Originally Posted by Sevenfeet
Moving the sub off direct contact with the floor may help too, especially if what's under the floor is causing trouble. Years ago I discovered that the sub in my theater was sounding awfully boomy. Turned out that the garage under by theater room was the cause. The large space with metal cars and concrete floor caused all kinds of problems, much like a drum stuffed with hard objects. The solution was a Aurelex Mo-Pad which is a foam platform to decouple the sub from the floor and the difference was night and day. SVS also sells add-on feet that effectively do the same thing.

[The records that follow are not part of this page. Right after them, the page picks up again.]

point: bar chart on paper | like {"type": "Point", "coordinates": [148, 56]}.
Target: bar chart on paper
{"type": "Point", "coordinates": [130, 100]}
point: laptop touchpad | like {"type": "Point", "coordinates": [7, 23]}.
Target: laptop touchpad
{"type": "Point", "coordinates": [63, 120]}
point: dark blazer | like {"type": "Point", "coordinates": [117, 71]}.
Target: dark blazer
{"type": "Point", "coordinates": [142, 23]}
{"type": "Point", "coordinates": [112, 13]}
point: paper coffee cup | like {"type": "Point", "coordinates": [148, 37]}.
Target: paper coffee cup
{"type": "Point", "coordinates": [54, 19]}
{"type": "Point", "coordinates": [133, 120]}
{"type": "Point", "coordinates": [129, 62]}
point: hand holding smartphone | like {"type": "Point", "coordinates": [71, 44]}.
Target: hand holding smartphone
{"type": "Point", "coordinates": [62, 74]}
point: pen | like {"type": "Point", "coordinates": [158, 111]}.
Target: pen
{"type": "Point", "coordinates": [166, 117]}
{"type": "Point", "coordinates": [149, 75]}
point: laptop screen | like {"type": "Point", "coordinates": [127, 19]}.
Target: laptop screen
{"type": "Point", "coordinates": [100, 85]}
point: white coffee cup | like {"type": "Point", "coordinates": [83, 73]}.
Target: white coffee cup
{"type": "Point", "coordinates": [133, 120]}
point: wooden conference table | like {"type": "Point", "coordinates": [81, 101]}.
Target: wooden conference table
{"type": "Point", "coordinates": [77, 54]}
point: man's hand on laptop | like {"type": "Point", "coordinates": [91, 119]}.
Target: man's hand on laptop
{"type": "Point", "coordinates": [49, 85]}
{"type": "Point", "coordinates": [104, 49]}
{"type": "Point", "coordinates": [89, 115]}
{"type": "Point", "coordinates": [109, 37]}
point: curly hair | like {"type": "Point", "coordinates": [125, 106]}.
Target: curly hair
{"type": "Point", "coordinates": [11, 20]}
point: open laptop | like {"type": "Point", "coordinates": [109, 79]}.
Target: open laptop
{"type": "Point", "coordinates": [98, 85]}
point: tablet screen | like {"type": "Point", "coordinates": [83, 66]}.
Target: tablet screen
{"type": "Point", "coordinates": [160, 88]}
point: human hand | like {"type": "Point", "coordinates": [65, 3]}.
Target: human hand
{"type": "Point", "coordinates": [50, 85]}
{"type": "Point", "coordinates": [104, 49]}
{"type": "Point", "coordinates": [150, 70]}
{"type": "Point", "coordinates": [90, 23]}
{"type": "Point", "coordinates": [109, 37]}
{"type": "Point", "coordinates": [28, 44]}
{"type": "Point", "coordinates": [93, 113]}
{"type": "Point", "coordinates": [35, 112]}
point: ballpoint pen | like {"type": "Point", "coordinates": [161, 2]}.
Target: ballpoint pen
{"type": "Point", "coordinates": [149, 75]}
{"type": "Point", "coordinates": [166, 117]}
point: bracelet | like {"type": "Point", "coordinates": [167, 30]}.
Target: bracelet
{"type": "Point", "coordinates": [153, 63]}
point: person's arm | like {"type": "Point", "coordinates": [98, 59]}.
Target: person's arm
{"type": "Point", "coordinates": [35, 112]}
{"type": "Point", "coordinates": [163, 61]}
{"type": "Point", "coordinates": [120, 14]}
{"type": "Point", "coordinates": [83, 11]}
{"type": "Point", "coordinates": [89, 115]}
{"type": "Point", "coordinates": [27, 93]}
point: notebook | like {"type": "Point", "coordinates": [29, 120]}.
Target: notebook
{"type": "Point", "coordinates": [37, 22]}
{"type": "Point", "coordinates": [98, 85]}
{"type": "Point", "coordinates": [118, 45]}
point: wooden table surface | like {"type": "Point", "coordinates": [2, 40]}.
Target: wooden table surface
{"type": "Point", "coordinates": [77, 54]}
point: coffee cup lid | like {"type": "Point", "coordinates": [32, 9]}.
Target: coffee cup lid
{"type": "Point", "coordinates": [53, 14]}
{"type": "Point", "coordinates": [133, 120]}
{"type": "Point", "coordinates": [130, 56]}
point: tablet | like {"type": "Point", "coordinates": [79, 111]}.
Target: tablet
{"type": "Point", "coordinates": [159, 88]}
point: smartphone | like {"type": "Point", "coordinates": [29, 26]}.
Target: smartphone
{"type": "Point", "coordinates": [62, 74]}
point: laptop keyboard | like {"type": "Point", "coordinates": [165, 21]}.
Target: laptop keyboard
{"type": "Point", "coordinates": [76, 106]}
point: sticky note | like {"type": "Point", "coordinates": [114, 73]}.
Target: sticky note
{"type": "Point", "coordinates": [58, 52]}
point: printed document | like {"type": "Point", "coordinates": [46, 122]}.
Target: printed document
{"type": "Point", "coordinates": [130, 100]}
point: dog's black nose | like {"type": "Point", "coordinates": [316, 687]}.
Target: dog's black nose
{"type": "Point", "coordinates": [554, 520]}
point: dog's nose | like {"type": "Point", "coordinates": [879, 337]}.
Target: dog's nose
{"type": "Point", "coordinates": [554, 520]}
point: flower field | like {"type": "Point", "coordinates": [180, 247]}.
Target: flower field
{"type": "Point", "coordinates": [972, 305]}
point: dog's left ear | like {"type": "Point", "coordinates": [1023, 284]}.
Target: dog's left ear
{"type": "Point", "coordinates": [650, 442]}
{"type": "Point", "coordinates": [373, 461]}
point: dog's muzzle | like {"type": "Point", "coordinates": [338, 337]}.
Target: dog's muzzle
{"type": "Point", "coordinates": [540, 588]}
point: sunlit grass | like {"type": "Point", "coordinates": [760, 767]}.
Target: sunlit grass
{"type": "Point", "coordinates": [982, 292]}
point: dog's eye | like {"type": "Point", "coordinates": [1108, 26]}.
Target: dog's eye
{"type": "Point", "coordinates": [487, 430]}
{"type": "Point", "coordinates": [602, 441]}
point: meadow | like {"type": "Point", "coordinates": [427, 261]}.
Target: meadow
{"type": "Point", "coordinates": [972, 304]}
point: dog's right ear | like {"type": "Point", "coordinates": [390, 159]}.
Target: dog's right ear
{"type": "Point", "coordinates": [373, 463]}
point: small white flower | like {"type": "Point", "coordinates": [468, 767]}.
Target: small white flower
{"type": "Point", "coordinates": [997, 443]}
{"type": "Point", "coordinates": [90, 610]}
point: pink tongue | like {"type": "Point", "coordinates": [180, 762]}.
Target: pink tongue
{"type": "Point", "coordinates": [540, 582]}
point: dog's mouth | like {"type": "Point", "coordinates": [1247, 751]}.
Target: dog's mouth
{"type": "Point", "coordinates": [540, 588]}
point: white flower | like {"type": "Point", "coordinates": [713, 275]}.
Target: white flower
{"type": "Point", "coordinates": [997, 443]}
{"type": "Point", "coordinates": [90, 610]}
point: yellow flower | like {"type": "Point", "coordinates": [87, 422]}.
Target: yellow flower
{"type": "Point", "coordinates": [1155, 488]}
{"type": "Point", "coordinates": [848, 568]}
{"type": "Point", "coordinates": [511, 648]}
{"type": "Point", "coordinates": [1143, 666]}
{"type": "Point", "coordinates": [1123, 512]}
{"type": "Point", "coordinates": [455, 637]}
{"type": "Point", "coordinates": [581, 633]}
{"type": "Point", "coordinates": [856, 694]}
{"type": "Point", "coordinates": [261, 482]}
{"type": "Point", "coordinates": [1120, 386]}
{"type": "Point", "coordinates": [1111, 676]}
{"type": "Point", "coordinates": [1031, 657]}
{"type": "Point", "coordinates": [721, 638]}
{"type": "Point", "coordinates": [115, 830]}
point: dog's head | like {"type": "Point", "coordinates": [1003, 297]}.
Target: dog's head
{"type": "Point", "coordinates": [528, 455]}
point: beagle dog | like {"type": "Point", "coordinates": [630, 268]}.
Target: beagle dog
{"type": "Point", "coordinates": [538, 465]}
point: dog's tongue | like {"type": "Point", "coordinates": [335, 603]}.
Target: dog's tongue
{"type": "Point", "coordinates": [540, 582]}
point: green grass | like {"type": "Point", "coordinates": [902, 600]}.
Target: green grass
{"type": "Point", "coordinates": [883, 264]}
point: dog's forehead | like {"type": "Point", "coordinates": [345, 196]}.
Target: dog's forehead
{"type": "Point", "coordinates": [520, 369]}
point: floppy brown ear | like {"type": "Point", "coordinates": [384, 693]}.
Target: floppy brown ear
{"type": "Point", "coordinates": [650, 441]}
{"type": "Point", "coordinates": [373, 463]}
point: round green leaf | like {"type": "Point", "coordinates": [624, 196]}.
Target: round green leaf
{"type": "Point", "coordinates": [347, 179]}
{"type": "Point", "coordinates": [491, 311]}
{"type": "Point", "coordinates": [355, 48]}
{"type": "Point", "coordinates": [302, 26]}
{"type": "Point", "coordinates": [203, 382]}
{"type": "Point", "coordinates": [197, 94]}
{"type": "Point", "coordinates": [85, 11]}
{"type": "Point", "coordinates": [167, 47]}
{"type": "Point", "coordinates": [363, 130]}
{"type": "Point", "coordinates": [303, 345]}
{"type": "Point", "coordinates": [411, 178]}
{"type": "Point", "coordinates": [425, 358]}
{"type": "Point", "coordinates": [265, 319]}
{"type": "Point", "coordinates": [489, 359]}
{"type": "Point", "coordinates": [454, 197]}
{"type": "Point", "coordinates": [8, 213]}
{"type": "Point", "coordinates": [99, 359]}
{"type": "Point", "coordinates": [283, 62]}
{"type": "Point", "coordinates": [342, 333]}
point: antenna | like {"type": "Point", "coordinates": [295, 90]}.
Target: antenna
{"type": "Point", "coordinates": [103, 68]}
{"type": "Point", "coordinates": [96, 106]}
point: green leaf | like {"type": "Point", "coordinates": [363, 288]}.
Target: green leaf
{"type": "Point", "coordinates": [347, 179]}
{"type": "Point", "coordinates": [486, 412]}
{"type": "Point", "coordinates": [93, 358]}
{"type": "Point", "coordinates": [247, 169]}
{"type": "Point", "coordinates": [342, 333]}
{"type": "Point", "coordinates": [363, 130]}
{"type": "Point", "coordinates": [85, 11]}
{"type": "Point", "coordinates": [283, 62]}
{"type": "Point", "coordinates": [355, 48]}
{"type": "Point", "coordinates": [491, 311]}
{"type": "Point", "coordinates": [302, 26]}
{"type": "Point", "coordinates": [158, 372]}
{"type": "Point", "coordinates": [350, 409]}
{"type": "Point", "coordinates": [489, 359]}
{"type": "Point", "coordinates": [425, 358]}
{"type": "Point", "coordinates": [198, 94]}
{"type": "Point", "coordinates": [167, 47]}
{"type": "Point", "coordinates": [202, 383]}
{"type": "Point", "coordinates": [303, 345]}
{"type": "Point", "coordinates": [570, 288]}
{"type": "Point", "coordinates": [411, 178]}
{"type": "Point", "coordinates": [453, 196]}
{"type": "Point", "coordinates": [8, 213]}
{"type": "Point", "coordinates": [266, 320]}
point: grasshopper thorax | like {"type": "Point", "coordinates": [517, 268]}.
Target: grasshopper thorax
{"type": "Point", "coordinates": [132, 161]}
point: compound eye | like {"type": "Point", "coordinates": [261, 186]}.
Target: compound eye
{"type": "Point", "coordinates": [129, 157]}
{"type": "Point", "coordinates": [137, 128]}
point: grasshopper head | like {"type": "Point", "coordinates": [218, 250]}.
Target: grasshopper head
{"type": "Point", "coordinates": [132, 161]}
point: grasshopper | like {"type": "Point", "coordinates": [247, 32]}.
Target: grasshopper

I have them on a different SVS sub in the house and this solution works well too.
Not to get the post off the rails, but the idea of these subwoofer “pads” suggesting “decoupling” vibrational energy from the sub to the floor is pure nonsense.
If a subwoofer has no feet whatsoever ever, rubber feet, like hardware store variety, are all that is needed to creat a level seal of the cabinet to the floor. Nearly all name brand subs do. Absent any feet, this pad would do that, at a premium, but there’s no secret sauce.
Any sonic change is due to the physical upward movement of the sub, which even a few inches, can cause an audible change. Anything around your subwoofer that is rattling is doing so from acoustical energy, not vibrational energy. The pad under the sub couldn’t possibly absorb a fraction of low sub 80hz sound waves. You’d need a mattress thick pad to do that. However, moving the sub in the right direction, including upwards, can shift that acoustical energy, and bass modes, and cause things to no longer rattle.
My suggestion is to use the styrofoam frame that the sub came in. And see how the sub performs with that around it. If you like that, sure, get the pad, it does look nicer. But again, sonic benefits are coming from the sheer movement of the sub. Not some gee wiz effect of the pad.